Unlock your body’s natural fat burning potential with the Revel Fat Loss Sauna Protocol.
Designed to accelerate metabolism, increase calorie burn, and support weight management, this science backed routine leverages the powerful effects of heat exposure for optimal results. Whether you're boosting your fitness journey or enhancing overall wellness, our fat loss protocol helps you sweat smarter, not harder. Discover how consistent infrared sauna use can support fat reduction, improve circulation, and amplify your recovery. Ready to turn up the heat on your goals? Let’s get started.
Frequency: 4-5 times a week.
Duration: 20-30 minutes.
Temperature: Ideal temperature range is between 43 and 55°C (110 and 130°F) for an infrared sauna.
Best Time: Anytime, but preferably post-workout.
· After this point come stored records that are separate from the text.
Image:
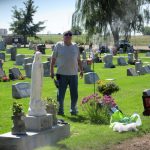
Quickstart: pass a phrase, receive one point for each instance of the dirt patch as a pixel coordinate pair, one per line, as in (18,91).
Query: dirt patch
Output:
(138,143)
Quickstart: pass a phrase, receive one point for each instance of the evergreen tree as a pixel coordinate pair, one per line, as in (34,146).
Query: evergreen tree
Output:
(23,21)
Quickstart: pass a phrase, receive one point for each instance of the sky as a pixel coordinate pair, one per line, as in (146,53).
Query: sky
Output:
(57,14)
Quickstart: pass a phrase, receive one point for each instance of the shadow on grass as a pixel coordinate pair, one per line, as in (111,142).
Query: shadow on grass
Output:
(77,118)
(60,146)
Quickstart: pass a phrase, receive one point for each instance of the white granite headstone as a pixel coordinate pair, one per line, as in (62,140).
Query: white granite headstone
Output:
(21,90)
(37,106)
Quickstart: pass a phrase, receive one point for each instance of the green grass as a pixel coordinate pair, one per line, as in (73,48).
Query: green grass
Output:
(84,136)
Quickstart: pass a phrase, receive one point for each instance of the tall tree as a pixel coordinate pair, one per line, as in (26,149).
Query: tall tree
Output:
(119,16)
(23,21)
Sauna can increase metabolic rate.

Prepare for your sauna.
Ensure you are hydrated. A sauna induces sweating, which can lead to dehydration. Have a water bottle with you to sip on during the session. Set up a comfortable space with towels and a light, carbohydrate rich snack for post-sauna replenishment.

The sauna session.
Ensure the sauna temperature is set between 43 and 55°C (110 and 130°F). Start with 20 minutes and gradually increase to 40 minutes or more as your body adjusts.
Bigger areas of the body, such as the torso, require more heat, while smaller areas, like the calves, need less heat due to their smaller surface area. Maintain a relaxed posture and practise deep breathing to enhance detoxification and promote relaxation.

After your sauna.
Cool down gradually; abruptly moving to a cold environment may cause dizziness. Engage in light exercises like walking or stretching to normalise body temperature and enhance circulation. Rehydrate and consume your carbohydrate snack to replenish glycogen stores depleted during the sauna session.

Fat loss strategy.
Integrate your sauna sessions into a balanced fat loss regimen, complementing them with a healthy diet and regular exercise. Monitoring caloric intake and ensuring a calorie deficit is essential for fat loss. Set realistic goals and celebrate your progress along the way.

Tips for best results.
Integrate your sauna sessions into a balanced fat loss regimen, complementing them with a healthy diet and regular exercise. Monitoring caloric intake and ensuring a calorie deficit is essential for fat loss. Set realistic goals and celebrate your progress along the way. Consistent use of a sauna may improve circulation, help expel toxins through sweating, and promote muscle relaxation. Track your progress through measurements or weight checks to monitor your evolution.
If you experience discomfort or aren't seeing the desired results, consider adjusting your sauna routine or consult with a nutritionist or fitness expert. Always prioritise safety and listen to your body's signals during sauna sessions. If you have underlying health conditions or aggressive fat loss goals, consult a healthcare professional before beginning this routine.